Anoka Faruqee was first appointed Associate Professor in Painting/Printmaking at the Yale School of Art in 2011 and has served as Director of Graduate Studies in Painting/Printmaking since 2015. Negotiating the space between digital and analog, Faruqee’s practice concerns vision, engaging the history of Op Art in the creation of textural, cerebral canvases that undulate rhythmically and contemporize color theory for the twenty-first century. Prior to her appointment at Yale School of Art, Faruqee taught at the School of the Art Institute of Chicago and California Institute of the Arts, where she was co-director of the art program. Faruqee earned her Master of Fine Arts from the Tyler School of Art in 1997 and her Bachelor of Arts in Painting from Yale University in 1994. She is an alumna of the Whitney Independent Study Program and residencies at the Skowhegan School of Art and the PS1 National Studio Program. Her grants include the Pollock-Krasner Foundation and Artadia. In 2016, she curated the major exhibition Search Versus Re-Search: Josef Albers, Artist and Educator, and directed a short film about Albers’ art and teaching for 32 Edgewood Gallery at the Yale School of Art. Faruqee’s work has been exhibited in the United States and abroad at venues including, Secession, Vienna, Austria; Hall Art Foundation, Reading, VT; Elizabeth Foundation for the Arts, New York, NY; Schloss Derneburg Museum, Derneburg, Germany; MoMA PS1, Long Island City, NY; Frist Art Museum, Nashville, TN; Chrysler Museum of Art, Norfolk, VA; Albright-Knox Gallery, Buffalo, NY; Schneider Museum of Art, Ashland, OR; Björkholmen Gallery, Stockholm, Sweden; The Suburban, Milwaukee, WI; The DeCordova Sculpture Park and Museum, Lincoln, MA; and Koenig and Clinton Gallery, Brooklyn NY, among others.

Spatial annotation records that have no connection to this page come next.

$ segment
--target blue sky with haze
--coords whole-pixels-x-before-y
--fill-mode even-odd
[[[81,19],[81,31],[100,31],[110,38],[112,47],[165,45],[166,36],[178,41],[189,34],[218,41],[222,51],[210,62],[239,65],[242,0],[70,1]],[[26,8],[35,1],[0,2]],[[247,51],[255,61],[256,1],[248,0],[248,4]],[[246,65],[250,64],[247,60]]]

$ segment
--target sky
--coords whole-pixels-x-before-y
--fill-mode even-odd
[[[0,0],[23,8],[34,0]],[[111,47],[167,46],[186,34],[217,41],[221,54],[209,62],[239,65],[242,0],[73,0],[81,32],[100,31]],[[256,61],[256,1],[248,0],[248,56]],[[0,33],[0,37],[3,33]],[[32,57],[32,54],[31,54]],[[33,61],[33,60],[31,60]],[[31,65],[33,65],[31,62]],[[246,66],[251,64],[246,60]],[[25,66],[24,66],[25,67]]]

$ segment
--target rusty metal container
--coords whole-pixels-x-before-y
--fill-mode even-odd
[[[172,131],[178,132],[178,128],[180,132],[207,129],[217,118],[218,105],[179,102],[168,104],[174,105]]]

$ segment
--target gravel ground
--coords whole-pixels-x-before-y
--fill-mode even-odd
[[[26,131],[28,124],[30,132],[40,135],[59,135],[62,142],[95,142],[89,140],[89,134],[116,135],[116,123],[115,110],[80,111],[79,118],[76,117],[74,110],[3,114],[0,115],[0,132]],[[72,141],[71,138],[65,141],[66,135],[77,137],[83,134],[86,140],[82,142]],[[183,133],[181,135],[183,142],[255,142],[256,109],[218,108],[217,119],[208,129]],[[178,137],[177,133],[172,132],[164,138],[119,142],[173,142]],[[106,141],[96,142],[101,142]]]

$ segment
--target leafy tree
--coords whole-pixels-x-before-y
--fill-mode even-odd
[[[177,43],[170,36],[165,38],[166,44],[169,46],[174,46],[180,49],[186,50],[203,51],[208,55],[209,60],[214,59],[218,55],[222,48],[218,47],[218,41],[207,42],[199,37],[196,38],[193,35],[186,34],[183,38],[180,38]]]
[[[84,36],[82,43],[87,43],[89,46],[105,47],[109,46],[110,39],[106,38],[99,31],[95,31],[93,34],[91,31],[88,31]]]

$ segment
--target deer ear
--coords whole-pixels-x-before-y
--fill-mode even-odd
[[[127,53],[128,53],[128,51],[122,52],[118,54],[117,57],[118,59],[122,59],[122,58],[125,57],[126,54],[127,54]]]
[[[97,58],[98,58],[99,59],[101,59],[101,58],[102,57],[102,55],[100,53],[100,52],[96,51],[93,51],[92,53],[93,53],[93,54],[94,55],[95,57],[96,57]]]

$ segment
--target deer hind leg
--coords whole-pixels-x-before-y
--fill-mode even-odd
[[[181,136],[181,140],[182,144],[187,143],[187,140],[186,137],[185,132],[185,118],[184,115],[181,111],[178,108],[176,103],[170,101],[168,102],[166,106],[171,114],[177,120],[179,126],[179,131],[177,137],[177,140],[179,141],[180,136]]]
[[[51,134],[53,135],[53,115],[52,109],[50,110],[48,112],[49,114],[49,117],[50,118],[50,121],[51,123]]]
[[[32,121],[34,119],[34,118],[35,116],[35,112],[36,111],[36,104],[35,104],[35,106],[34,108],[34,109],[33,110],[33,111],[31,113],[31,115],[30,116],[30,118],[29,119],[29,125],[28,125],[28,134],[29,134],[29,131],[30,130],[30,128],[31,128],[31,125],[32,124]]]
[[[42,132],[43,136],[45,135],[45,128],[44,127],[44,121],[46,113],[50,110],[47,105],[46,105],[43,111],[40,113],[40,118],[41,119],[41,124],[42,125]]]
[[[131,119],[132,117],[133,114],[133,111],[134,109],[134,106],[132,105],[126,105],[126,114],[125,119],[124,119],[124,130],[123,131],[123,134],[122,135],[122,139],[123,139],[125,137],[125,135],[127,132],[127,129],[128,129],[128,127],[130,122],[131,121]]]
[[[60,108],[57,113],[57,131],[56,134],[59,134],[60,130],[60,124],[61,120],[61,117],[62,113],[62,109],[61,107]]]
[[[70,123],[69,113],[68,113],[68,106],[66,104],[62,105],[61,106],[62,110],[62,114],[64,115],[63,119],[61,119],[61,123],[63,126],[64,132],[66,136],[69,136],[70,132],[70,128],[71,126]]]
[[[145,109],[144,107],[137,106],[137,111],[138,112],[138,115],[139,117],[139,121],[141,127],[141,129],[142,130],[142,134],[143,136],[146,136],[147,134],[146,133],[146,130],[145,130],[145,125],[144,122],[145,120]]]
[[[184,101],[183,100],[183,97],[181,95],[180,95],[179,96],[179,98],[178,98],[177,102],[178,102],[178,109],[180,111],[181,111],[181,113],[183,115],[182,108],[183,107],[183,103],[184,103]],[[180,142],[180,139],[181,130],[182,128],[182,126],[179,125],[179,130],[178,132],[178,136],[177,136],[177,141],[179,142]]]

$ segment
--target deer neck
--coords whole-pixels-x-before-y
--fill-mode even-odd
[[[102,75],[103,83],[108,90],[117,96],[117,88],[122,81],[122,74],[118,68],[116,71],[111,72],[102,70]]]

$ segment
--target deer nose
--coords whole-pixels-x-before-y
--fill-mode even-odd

Meleko Mokgosi was appointed Associate Professor in Painting/Printmaking in 2019. Mokgosi is engaged in a project-based practice positioned between cinema studies, psychoanalysis, critical theory, and post-colonial studies. Prior to his appointment at the Yale School of Art, Mokgosi was Assistant Professor of Practice at the Gallatin School of Individualized Study at NYU where he joined in 2012. He holds a BA in Studio Art from Williams College, an MFA from UCLA where he studied under Mary Kelly in the interdisciplinary studio program and attended the Whitney Independent Study program. His past exhibition history includes solo exhibitions at the Baltimore Museum of Art, the Fowler Museum at UCLA, Williams College Museum of Art, the Institute of Contemporary Art in Boston, University of Michigan Museum of Art, the Smart Museum of Art at the University of Chicago, and the Perez Art Museum in Miami, among others. Mokgosi has also been awarded various grants and awards, including a Pollock-Krasner Foundation grant, the Vilcek Award for Creative Promise, the Joan Mitchell Foundation Painters Grant, and the Jarl and Pamela Mohn Award. In addition to his engagement as a practicing artist and full-time educator, Mokgosi initiated the Interdisciplinary Art and Theory Program based in New York City. Grounded in the global tradition of critical theory, the tuition-free program is designed to facilitate the examination of both dominant and under-recognized epistemological frameworks that inform the system of art, including its production, consumption, distribution, and exhibition.